The University of British Columbia has dropped its electronic waste recycler, saying it is concerned about whether it was ethically disposing of computers and other technology.
Genesis Recycling Ltd. had been UBC’s e-waste recycler for three years. But the university is unconvinced by its assurances that material isn’t being shipped and dumped abroad hazardously.
Christian Beaudrie, outreach co-ordinator for UBC Waste Management, said the company does not have a strong auditing process and lacks transparency around its dumping protocol. “We’re absolutely not comfortable with staying with the [program]…for that reason,” said Beaudrie.
Genesis has denied UBC’s assertions and insisted it is meeting the guidelines for ethical recycling. “We’re pretty proud of how we handle e-waste here,” said Doug Surtees, the company’s general manager.
“We’re under a lot of scrutiny, we’ve passed all our audits and inspections with flying colours,” he said.
Genesis is a provincially approved recycler with the Western Canada Computer Industry Association (WCCIA), a non-profit society that oversees a voluntary industry certification program to safely dispose of electronics.
But the university sought written assurances of safe disposal and an impartial audit of Genesis’ practices, said Beaudrie. When Genesis would not cooperate, UBC looked elsewhere.
“We’ve given them an adequate chance to prove that they’re handing these things the right way and they’ve failed to do that,” said Beaudrie.
Related: How Canada tackles e-waste
Concerns have arisen in recent years that some Canadian companies are illegally shipping used electronics to such countries as China, India, Nigeria and Ghana, where they are broken down in unsafe conditions for their raw components, many of them toxic. The process poses a severe health risk and environmental damage.
“It’s just terrible to even imagine feeding that process and putting that many people in harm’s way,” said Beaudrie.

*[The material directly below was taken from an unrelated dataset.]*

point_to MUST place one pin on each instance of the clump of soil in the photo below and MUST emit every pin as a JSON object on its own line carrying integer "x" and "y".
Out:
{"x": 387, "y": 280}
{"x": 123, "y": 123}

Free Geek Vancouver, a non-profit e-waste recycler, estimates that Canada produces 140,000 tons of electronic waste per year, the equivalent of 5.6 million computers. Eighty per cent of this waste is making it overseas. Canada is a signatory to a 1992 United Nations treaty that made it illegal to ship e-waste overseas.
E-waste problems exposed
CBC News recently exposed that shipments of Canadian e-waste was being sent to China from two British Columbia companies that tout safe disposal, Technotrash and Electronics-recycling.com. Technotrash, like Genesis, is a member of the WCCIA.
Surtees said Genesis is in the midst of undergoing the auditing process to become a member of another industry recycling certification program in BC – one of two in the province – the Electronic Stewardship Program of BC (ESABC).
“We knew we would have to make some changes, we didn’t want to give them document that would be out of date in a month. We haven’t gotten anything back from the auditor yet,” said Surtees, who expects the audit back soon.
UBC is looking at Free Geek Vancouver, Simon Fraser University’s e-waste recycler, and Encorp Pacific as possible e-waste recycling companies.